Priya Kumari Maheshwari, MD¹, Mariam Sleem, BS², Dheeraj Kumar Maheshwari, MBBS³, Gary Batra, MD¹, Ali Tariq, MD⁴, William Goldsmith, MD⁵, Anil Harrison, MD⁶
1University of Central Florida, HCA Healthcare GME, Pensacola, FL; 2HCA Florida Healthcare, Wesley Chapel, FL; 3Liaquat University of Medical and Health Science, Pensacola, FL; 4HCA FLORIDA WEST HOSPITAL, Pensacola, FL; 5HCA Florida Healthcare, Pensacola, FL; 6Midwestern University, Glendale, AZ

Introduction: As bariatric surgery becomes increasingly common, clinicians must remain vigilant for rare but life-threatening complications like hyperammonemic encephalopathy. In Roux-en-Y gastric bypass (RYGB) patients, catabolic stress, rapid weight loss, and nutritional deficiencies can unmask latent urea cycle disorders (UCDs). Prompt recognition is critical to prevent irreversible neurologic injury. We report a case of hyperammonemic encephalopathy in a post-RYGB patient, unmasked by infection and nutritional stress, highlighting the importance of early metabolic evaluation in patients with unexplained altered mental status.

Case Description/

Methods: A 54-year-old female with a history of bipolar disorder, chronic obstructive pulmonary disease, recurrent urinary tract infections (UTI), and prior RYGB presented with acute confusion. She was found to have a UTI due to Enterococcus faecalis and started on IV antibiotics, but her mental status worsened, prompting ICU transfer. On admission: BP 93/55 mmHg, HR 116 bpm, SpO₂ 91%, and temperature 98.9°F. Labs revealed ammonia of 186 µmol/L with normal liver function tests. EEG was consistent with metabolic encephalopathy; brain MRI showed no acute pathology.

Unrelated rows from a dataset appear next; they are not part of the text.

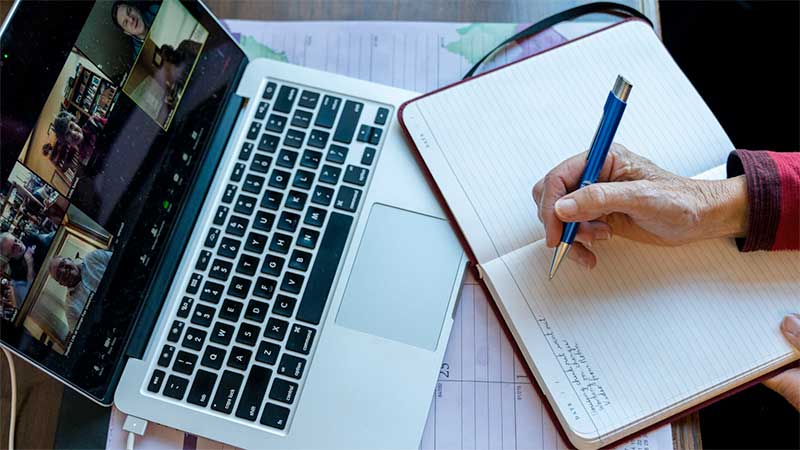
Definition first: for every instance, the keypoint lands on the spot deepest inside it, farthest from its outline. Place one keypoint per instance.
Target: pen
(612, 114)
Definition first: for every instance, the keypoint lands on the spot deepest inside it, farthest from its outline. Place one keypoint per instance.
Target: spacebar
(321, 278)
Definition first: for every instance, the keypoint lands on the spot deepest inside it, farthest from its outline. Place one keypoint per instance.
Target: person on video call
(759, 205)
(81, 278)
(134, 19)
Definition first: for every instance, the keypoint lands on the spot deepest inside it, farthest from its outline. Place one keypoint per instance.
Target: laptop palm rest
(403, 277)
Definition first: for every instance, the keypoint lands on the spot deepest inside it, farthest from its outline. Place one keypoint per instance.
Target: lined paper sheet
(502, 132)
(651, 330)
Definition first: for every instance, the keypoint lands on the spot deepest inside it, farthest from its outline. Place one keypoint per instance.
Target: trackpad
(403, 277)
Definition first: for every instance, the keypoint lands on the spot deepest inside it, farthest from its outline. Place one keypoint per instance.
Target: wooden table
(39, 396)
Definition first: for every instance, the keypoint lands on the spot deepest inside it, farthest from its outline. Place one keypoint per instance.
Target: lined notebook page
(650, 328)
(502, 132)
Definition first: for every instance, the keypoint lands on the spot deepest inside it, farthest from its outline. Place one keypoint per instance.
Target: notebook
(650, 332)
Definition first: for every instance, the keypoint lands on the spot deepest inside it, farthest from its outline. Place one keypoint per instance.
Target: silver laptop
(244, 250)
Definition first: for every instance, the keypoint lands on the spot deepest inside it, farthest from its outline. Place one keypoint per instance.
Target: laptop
(242, 249)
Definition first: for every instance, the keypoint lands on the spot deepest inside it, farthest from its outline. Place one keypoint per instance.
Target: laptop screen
(107, 108)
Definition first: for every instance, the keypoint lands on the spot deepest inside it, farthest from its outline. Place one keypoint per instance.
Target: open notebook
(650, 332)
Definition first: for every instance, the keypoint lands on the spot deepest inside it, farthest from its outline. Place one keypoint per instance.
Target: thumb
(596, 200)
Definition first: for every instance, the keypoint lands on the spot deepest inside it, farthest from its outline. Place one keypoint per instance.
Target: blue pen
(612, 114)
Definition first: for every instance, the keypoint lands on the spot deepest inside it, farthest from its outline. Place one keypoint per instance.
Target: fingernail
(566, 207)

She was started on lactulose, rifaximin, vitamin B12 and thiamine. Wernicke’s encephalopathy was ruled out and psychiatric medications were tapered. Despite treatment, her encephalopathy worsened, requiring intubation, with persistently elevated ammonia levels.

Given her severe protein-calorie malnutrition, she had been receiving protein-enriched enteral nutrition, which was suspected to be exacerbating hyperammonemia. L-carnitine was initiated and protein intake discontinued. Ammonia declined to < 10 µmol/L within 24 hours, and she was successfully extubated with cognitive improvement. She was transitioned to a low-protein diet and discharged to a long-term acute care facility for outpatient metabolic and genetic evaluation for suspected UCD.

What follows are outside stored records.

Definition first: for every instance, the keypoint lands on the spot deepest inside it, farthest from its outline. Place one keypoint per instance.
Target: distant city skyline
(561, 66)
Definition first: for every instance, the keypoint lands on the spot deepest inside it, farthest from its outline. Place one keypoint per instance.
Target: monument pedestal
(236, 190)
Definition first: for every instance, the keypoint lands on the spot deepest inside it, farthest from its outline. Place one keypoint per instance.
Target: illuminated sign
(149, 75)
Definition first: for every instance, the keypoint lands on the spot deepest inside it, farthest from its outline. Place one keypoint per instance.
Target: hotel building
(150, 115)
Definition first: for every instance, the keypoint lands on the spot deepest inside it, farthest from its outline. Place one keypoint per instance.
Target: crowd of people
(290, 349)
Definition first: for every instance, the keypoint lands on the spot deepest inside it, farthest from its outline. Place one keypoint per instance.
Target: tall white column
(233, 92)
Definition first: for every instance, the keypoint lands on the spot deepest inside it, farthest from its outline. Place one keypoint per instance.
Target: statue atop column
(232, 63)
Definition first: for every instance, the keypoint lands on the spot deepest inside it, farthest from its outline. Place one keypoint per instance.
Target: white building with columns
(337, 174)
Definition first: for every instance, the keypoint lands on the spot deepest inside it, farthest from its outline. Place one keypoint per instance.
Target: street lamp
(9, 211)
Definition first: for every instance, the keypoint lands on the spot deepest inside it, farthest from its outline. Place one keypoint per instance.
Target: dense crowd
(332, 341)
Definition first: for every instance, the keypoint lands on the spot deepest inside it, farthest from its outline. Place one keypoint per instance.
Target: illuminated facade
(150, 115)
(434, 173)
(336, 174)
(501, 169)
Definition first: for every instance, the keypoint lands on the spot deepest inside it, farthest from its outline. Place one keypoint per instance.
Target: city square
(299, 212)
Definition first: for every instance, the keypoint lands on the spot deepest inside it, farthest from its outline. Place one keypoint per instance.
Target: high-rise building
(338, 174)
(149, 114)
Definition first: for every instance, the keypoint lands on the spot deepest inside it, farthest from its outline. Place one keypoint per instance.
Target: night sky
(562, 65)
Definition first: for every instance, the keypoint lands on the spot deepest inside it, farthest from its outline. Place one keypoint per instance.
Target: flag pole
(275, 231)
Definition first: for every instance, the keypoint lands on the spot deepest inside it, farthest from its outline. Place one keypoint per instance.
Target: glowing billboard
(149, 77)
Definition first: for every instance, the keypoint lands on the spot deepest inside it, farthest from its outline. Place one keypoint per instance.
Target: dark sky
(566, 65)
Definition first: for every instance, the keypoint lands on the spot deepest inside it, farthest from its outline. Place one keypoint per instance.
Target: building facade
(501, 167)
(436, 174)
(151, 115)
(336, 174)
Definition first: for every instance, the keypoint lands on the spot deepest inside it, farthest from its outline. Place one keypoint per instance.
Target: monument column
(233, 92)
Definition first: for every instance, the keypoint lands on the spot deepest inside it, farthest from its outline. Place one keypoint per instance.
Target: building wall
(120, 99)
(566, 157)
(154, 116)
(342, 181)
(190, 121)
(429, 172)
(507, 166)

Discussion: This case underscores the importance of considering UCDs in post-RYGB patients with persistent hyperammonemia and normal liver function. Postoperative catabolic stress and nutritional deficiencies can unmask partial enzyme defects. Diagnosis relies on elevated ammonia with preserved liver function. Management includes ammonia-lowering agents, protein restriction and nutritional support. Early recognition is critical to prevent neurologic deterioration. Clinician awareness and further research are needed to guide screening in high-risk bariatric populations.

Disclosures:
Priya Kumari Maheshwari indicated no relevant financial relationships.
Mariam Sleem indicated no relevant financial relationships.
Dheeraj Kumar Maheshwari indicated no relevant financial relationships.
Gary Batra indicated no relevant financial relationships.
Ali Tariq indicated no relevant financial relationships.
William Goldsmith indicated no relevant financial relationships.
Anil Harrison indicated no relevant financial relationships.

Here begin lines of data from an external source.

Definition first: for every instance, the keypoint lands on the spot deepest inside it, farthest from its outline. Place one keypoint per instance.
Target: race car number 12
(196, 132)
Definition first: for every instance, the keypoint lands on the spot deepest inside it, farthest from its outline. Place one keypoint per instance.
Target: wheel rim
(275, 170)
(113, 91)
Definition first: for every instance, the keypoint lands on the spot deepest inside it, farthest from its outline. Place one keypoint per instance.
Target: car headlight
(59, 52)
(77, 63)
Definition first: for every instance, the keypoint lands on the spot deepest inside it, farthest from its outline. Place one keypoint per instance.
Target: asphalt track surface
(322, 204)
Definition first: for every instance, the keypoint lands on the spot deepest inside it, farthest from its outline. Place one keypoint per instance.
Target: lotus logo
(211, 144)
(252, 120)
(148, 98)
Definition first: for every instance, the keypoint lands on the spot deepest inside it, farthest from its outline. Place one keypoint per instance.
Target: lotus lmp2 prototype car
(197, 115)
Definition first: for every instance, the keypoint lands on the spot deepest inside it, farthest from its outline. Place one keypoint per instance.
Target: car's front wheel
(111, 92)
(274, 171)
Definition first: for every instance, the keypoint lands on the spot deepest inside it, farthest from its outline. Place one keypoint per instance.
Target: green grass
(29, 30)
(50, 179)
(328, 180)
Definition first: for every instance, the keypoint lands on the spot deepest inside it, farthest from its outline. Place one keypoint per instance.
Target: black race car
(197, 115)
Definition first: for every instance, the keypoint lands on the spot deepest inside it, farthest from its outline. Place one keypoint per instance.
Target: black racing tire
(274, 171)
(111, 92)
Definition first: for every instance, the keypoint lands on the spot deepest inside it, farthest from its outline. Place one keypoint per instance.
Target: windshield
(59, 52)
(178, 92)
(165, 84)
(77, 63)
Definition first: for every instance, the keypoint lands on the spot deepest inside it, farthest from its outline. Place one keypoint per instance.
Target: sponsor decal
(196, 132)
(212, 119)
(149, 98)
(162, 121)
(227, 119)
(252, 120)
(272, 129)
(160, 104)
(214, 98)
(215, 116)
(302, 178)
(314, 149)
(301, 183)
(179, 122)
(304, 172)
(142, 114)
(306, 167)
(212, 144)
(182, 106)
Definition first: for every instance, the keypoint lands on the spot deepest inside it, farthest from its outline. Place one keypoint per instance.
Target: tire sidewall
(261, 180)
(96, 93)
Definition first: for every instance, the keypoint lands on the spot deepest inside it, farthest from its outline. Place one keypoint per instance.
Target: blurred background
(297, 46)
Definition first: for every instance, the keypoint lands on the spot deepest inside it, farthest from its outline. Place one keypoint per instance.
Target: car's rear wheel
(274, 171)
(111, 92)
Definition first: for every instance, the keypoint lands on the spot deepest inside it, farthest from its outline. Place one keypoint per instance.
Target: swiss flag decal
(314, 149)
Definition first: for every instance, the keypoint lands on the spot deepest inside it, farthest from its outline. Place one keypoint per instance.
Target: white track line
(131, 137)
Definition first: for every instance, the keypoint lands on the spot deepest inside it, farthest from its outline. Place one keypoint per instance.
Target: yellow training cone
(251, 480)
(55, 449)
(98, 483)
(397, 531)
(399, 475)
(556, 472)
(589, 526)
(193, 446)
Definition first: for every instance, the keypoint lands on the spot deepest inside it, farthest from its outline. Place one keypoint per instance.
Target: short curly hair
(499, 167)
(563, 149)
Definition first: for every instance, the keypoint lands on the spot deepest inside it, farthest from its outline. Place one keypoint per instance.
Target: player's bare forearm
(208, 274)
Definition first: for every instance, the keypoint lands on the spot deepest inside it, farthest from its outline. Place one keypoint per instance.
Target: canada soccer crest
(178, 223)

Priya Kumari Maheshwari, MD¹, Mariam Sleem, BS², Dheeraj Kumar Maheshwari, MBBS³, Gary Batra, MD¹, Ali Tariq, MD⁴, William Goldsmith, MD⁵, Anil Harrison, MD⁶. P2715 - A Rare Case of Hyperammonemic Encephalopathy Following Roux-en-Y Gastric Bypass Surgery, ACG 2025 Annual Scientific Meeting Abstracts. Phoenix, AZ: American College of Gastroenterology.